Beaudry, Paul, Deokwoo Nam, and Jian Wang. 2011. “Do Mood Swings Drive Business Cycles and Is It Rational?” National Bureau of Economic Research.
Fisher, Jane RW, Thach D Tran, Karin Hammarberg, Jayagowri Sastry, Hau Nguyen, Heather Rowe, Sally Popplestone, Ruby Stocker, Claire Stubber, and Maggie Kirkman. 2020. “Mental Health of People in Australia in the First Month of COVID-19 Restrictions: A National Survey.” Medical Journal of Australia 213 (10): 458–64.
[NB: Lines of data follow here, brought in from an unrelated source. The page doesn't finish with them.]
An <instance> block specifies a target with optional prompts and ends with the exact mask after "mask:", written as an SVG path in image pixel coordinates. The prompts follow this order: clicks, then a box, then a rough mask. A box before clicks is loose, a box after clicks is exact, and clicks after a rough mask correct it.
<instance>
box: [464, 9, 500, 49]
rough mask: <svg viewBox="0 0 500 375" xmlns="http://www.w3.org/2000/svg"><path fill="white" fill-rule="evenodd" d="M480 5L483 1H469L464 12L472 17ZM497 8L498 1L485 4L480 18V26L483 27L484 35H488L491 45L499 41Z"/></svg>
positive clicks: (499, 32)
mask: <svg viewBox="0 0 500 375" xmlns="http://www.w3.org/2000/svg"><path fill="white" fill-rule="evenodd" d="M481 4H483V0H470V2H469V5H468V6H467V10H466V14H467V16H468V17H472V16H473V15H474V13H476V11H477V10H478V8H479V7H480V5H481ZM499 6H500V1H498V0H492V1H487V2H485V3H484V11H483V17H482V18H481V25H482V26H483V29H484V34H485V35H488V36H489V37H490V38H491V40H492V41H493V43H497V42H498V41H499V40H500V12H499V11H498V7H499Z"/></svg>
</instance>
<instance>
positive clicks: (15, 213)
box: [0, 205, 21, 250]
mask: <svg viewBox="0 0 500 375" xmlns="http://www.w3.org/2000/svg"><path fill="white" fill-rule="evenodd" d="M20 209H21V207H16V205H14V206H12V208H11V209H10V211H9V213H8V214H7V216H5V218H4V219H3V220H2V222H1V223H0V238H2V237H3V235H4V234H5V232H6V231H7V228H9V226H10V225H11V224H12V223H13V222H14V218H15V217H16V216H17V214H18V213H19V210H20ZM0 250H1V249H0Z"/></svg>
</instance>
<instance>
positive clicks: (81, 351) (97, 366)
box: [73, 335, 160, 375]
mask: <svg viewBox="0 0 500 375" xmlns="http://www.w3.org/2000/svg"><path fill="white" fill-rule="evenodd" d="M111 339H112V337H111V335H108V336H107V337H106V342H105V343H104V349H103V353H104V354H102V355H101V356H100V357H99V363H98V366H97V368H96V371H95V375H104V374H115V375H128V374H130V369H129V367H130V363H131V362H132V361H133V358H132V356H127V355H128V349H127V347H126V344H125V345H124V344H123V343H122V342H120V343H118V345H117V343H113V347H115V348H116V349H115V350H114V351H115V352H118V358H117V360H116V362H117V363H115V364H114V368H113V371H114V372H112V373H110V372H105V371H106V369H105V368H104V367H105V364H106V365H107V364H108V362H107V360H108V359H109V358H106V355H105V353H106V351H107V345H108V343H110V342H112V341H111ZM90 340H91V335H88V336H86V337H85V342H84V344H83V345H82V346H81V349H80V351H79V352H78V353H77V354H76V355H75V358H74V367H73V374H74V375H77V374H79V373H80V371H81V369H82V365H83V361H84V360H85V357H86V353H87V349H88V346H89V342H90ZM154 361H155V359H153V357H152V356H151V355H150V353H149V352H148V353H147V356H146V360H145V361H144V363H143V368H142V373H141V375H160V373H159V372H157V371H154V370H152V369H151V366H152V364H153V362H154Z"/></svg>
Giannone, Domenico, Michele Lenza, and Giorgio E Primiceri. 2015. “Prior Selection for Vector Autoregressions.” Review of Economics and Statistics 97 (2): 436–51.
Kilian, Lutz, and Helmut Lütkepohl. 2017. Structural Vector Autoregressive Analysis. Cambridge University Press.
Rubio-Ramirez, Juan F, Daniel F Waggoner, and Tao Zha. 2010. “Structural Vector Autoregressions: Theory of Identification and Algorithms for Inference.” The Review of Economic Studies 77 (2): 665–96.